Mrs Ure, unable to get next to her husband, stood by the solicitor’s shoulder, making him twitch with discomfort. The room grew hotter, stuffier. There was condensation on the window. They were at the rear of the house, with a view on to a sweeping expanse of lawn, ringed by trees and bushes. A bird table had been fixed into the ground near the window, tits and sparrows visiting from time to time, peering into the room, dismayed by the quality of service.
‘I could die of boredom,’ Archie Ure commented, sipping apple juice.
‘Sorry about that,’ Rebus said. ‘I’ll see what I can do to help.’ He was opening his second case, pulling out a fat manila folder. Ure seemed momentarily transfixed by its sheer weight, but Rebus pulled out a single sheet and laid it on top, creating a makeshift desk much like the lawyer’s.
‘I think we can start,’ Rebus said. Siobhan crouched on the floor and activated the recorder. Nodded to let him know both tapes were rolling. Rebus identified himself for the record, then asked the others present to do likewise.
‘Mr Ure,’ he said, ‘do you know a man called Barry Hutton?’
It was one question Ure had been expecting. ‘He’s a property developer,’ he said.
‘How well do you know him?’
Ure took another sip of juice. ‘I run the council’s planning department. Mr Hutton always has schemes coming before us.’

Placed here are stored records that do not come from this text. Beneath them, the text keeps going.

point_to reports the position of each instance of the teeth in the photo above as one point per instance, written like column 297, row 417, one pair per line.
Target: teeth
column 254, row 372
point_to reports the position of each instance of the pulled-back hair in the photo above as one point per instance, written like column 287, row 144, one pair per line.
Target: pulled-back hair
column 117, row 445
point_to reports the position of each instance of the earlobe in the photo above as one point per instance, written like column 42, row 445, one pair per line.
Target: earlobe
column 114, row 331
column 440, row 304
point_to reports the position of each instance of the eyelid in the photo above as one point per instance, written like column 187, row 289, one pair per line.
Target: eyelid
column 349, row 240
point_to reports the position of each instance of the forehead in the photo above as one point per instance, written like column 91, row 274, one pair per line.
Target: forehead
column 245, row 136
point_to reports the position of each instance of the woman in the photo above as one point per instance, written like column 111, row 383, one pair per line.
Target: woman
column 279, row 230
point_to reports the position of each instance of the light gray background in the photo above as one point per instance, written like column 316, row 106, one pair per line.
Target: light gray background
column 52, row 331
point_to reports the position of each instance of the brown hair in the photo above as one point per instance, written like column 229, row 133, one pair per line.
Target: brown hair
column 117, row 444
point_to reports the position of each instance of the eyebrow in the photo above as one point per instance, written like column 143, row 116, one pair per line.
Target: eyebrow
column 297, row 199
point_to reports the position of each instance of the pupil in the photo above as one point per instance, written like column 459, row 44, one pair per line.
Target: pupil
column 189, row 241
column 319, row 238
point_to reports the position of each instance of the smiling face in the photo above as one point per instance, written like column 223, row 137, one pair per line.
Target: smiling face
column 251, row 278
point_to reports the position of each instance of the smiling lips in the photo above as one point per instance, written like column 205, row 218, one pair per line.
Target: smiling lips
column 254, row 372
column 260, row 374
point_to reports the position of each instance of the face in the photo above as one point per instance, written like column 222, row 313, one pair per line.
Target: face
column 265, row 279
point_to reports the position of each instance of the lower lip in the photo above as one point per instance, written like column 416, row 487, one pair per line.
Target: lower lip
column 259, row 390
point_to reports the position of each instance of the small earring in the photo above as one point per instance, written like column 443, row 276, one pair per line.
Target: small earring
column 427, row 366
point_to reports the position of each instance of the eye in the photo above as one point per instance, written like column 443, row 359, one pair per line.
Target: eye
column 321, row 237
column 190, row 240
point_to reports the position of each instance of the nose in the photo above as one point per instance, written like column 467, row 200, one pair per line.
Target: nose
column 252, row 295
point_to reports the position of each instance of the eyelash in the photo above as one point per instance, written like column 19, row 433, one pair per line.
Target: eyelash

‘How long have you been head of planning?’
‘Eight years.’
‘And before that?’
‘How do you mean?’
‘I mean, what positions did you fill.’
‘I’ve been a councillor for the best part of twenty-five years; not many posts I haven’t filled at one time or another.’
‘But mostly planning?’
‘Why bother asking? You already know.’
‘Do I?’
Ure’s face twisted. ‘Quarter of a century, you make a few friends.’
‘And your friends tell you we’ve been asking questions?’
Ure nodded, went back to his drink.
‘Mr Ure nods,’ Rebus said, for the benefit of the tape. Ure looked up at him. There was a measure of loathing there, but something in the man was prepared to enjoy this game, because that’s what it was to him: a game. Nothing they could pin on him; no need to say anything incriminating.
‘You were on the planning board in the late seventies,’ Rebus went on.
‘’Seventy-eight to ’83,’ Ure agreed.